Wednesday, May 22, 2013

A Strong, Unforgiving Will

LEVI’S WILL by Dale Cramer

Dale Cramer has written a deeply moving story about a man trying to come to terms with his past, and failing because of his father’s strong, unforgiving will.

As a teen-ager, William Mullet ran away from his Pacifist roots, changed his name, and became an “Englischer” to escape the ban from his Amish family. He leaves behind a pregnant girl and his many brothers and sisters.

As Cramer’s story switches from the time of Will’s breakaway to various times and places in his future, the reader is compelled to keep up with it, hoping for a time when William (now called McGruder) can find peace in his heart and forgiveness from his father.

Will fights in World War II, finds a wife, and makes a life for himself and his family.
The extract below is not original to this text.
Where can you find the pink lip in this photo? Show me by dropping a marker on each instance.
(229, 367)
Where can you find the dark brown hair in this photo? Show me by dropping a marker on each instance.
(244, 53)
His strong work ethic keeps him going as he deals with his sons and his wife, but his forgotten family is always in his mind. After nine years, he confesses his background to his wife and begins to try to build a bridge back to his birth family. However, the unforgiving Amish ways of his Old Order father will not allow him to welcome his son back into the family.

This book is compelling and hard to put down, as I kept hoping Will would regain a relationship with his father. His brothers and some of his sisters accept him, but his father will not even look at him, and considers him dead. When he goes home to see them, he is made to eat at a small table alone in the kitchen, rather than with his extended family, because of the ban when he was nineteen years old. His wife and sons sit at the table, but Will is excluded.

I have read many Amish books, but never one like this. I did not truly understand the “ban” that the Amish use until I became acquainted with Will McGruder in this book. I will look for more books by this author.
Dale Cramer


  1. It is hard to understand the "unforgiveness".

  2. Yes, that was hard to understand-- then I read the 3-book series "DAUGHTERS OF CALEB BENDER" by Dale Cramer and understood it a little better. Every religion has something in it that is hard for others to understand. We need to be sure we follow the Bible and we'll get it right. I think the people in this book were trying to follow God, but their leaders were too strict. I've read lots of Amish books and have found unforgiveness in every one of them.